Patrick Chang's Masters dissertation supervised by Tim Gebbie and Etienne Pienaar working on building a suit of fast integrated and instantaneous volatility/co-volatility estimators. Using these tools we investigate the correlation dynamics at ultra-high frequency to determine if correlations are an emerging property.
- Patrick Chang
- Etienne Pienaar
- Tim Gebbie
Papers:
- Malliavin-Mancino estimators implemented with non-uniform fast Fourier transforms: https://arxiv.org/abs/2003.02842
- Fourier instantaneous estimators and the Epps effect: https://arxiv.org/abs/2007.03453
- Using the Epps effect to detect discrete data generating processes: https://arxiv.org/abs/2005.10568
Datasets used in the dissertation: Link1 and Link2
First, the code must be downloaded/cloned. Next, download the datasets from ZivaHub and place the CSV files into the folder /Real Data
. Each of the results in the dissertation have the script file associated that produces the result. Before running the script ensure that the directory is changed. Currently the directories are set as: cd("/Users/patrickchang1/PCEPTG-MSC")

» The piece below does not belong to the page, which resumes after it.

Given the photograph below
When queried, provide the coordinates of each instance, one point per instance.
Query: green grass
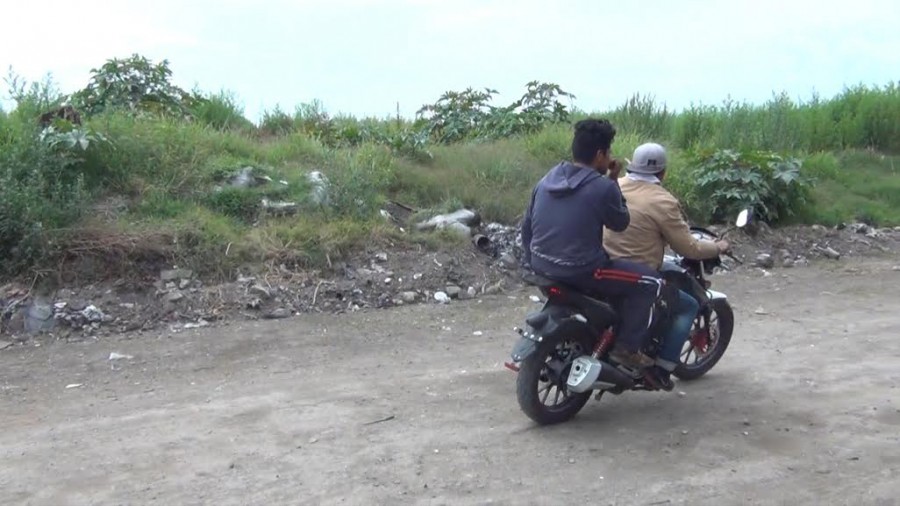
(168, 172)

. Change this to where you have stored the file PCEPTG-MSC
. Now it is a simple matter of running the script file to reproduce the results. Note that for the results that have a long compute time, I have stored the results in /Computed Data
so that the figures and tables can be reproduced without the long run time.

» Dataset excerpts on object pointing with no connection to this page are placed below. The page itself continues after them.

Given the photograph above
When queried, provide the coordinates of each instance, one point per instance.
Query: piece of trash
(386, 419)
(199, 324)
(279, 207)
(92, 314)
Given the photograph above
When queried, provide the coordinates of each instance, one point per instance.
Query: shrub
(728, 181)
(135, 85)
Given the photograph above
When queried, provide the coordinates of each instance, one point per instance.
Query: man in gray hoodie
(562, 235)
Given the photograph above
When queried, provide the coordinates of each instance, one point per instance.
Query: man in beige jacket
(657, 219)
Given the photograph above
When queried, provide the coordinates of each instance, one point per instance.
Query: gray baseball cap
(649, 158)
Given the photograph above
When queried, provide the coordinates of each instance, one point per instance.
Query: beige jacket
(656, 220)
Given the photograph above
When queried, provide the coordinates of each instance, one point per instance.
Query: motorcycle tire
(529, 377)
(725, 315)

The functions include the 1-Dimensional Type 1 non-uniform fast Fourier transforms using three types of kernels. These functions can be found under the folder \Functions\NUFFT.
The functions require four input variables:
- cj: vector of source strength,
- xj: vector of source points,
- M: the number of Fourier coefficients you want returned (integer), and
- tol: the precision requested
include("Functions/NUFFT/NUFFT-FGG.jl")
include("Functions/NUFFT/NUFFT-KB.jl")
include("Functions/NUFFT/NUFFT-ES.jl")
# Simulate some non-uniform data
nj = 10
x = (collect(0:nj-1) + 0.5 .* rand(nj))
xj = (x .- minimum(x)) .* (2*pi / (maximum(x) - minimum(x))) # Re-scale s.t. xj \in [0, 2\pi]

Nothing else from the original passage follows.